Ser Percora, se posso permettermi, non condivido una sola parola di quello che hai scritto. Anzi alcune, considerazioni sono giuste, e anche il significato originario di ἀγωνία è corretto, ma relativamente alla sostanza sono in totale disaccordo.
Parto dal contestarti elementi di contorno: che agonista significhi basso rispetto per gli altri è del tutto falso. In gara trovi i cani rognosi, e trovi i galantuomini. Nella gara 2010 che la mia società organizzava sul monti campiani di Brescia, accadde che un tal Roberto, all'epoca M5 (oltre 50 anni), e che di premi nazionali e internazionali ne ha vinti tanti, cadesse rovinosamente, facendosi molto male. Fu soccorso subito da tale Leo (anche lui all'epoca M5 e diretto avversario e pluripremiato), che si fermò per aiutare il rivale di sempre e non concluse la gara, che avrebbe certamente, a quel punto, vinto.

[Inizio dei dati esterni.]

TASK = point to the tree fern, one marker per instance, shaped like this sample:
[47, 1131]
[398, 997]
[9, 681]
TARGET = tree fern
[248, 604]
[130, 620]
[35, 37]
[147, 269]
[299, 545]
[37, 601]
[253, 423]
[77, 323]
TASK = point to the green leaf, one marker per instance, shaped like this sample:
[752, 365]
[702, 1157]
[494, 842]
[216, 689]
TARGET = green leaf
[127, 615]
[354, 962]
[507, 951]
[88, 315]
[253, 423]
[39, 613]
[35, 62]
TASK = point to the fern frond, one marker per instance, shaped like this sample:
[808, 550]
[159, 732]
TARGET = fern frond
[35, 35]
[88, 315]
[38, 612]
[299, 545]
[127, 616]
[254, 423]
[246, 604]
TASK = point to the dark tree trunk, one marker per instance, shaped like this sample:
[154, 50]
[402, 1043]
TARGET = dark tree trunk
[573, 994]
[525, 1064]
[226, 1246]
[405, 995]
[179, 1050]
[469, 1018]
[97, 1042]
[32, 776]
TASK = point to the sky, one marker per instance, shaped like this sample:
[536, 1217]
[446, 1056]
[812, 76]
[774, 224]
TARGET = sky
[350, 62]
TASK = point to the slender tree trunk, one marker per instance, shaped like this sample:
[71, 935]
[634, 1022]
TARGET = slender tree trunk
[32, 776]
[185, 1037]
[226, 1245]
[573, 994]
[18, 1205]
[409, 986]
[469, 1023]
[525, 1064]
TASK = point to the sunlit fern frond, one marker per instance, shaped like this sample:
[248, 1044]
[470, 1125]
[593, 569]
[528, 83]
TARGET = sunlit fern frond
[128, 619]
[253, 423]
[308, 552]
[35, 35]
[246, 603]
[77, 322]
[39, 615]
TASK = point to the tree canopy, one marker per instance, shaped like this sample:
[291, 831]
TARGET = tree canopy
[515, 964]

Forse non ci crederai ma di questi episodi le nostre gare sono piene. Certo c'è anche chi bestia è e bestia rimane, ma non ha bisogno delle gare per dimostrarlo, basta un incrocio stradale.
Nell'accezione cristianizzata di Agonia, c'è anche, è vero, il senso di "qualcosa che conduce alla morte" - stato di sofferenza che precede la morte - che deriva dalla logica del porsi dalla parte del perdente. Cioè di colui che nella dialettica servo-padrone, soccombe ed è disposto ad accettare l'essere servo, per aver salva la vita, ma non è disposto a sottrarsi alla lotta - perché essenza della vita stessa.
Il perdente, per essere tale, deve disputare la gara. Perché anche se è debole, e sa di esserlo, ugualmente non si tira indietro. Guarda l'altro in faccia e, nonostante sia l'altro più forte ha il coraggio di dargli del tu. Lo sfida senza preoccuparsi di temere la sua nemesi. Senza inutili timori. Pagherà con la sconfitta, ma sarà appagato dal fatto che nell'atto agonistico siamo tutti uguali, uniti dalla stessa fatica, dalla stessa passione, dallo stesso timore della sconfitta e dalla stessa possibilità d'esser servi. L'agonista deve essere modesto, anche se a volte non rinuncia a scusanti (ho bucato, mi salta la
catena, sono andato a letto tardi), perché prima di tutto accetta d'essere sconfitto, dal momento che (la statistica insegna) sono di più gli sconfitti dei vincitori.
Al contrario chi illude che l'unica sfida saggia sia quella con sé stessi, chi non si mette in gara con l'altro, l'Altro (con la A maiuscola) non può accoglierlo presso di sé, non ha spazio per l'altro, e non si misura con la propria alterità. S'illude che si possa essere ego autonomi, o come dicono i veneti, monadi: che non è altro che un cervellotico modo per non riconoscere l'altro e la sua reale esistenza.
L'esperienza finale dello shampoo è chiarificatrice, come ha detto qualcuno una volta: ogni atto mancato è un atto riuscito dell'inconscio. Nessuno sapone avrebbe potuto meglio lavarti che il detersivo dei "piatti".
Adesso, però, smettila con raccontare forbite palle a te stesso, e contarla su a noi poveri agonisti della domenica (anche del sabato), unisciti a noi servi, e vieni a confrontarti dove te le possiamo cantare come sappiano: nel fango e nella polvere - sangue e sudore, al ritmo pieno della pompata sui pedali.
Perché tutti sanno è molto meglio pompare in compagnia che da soli... o no?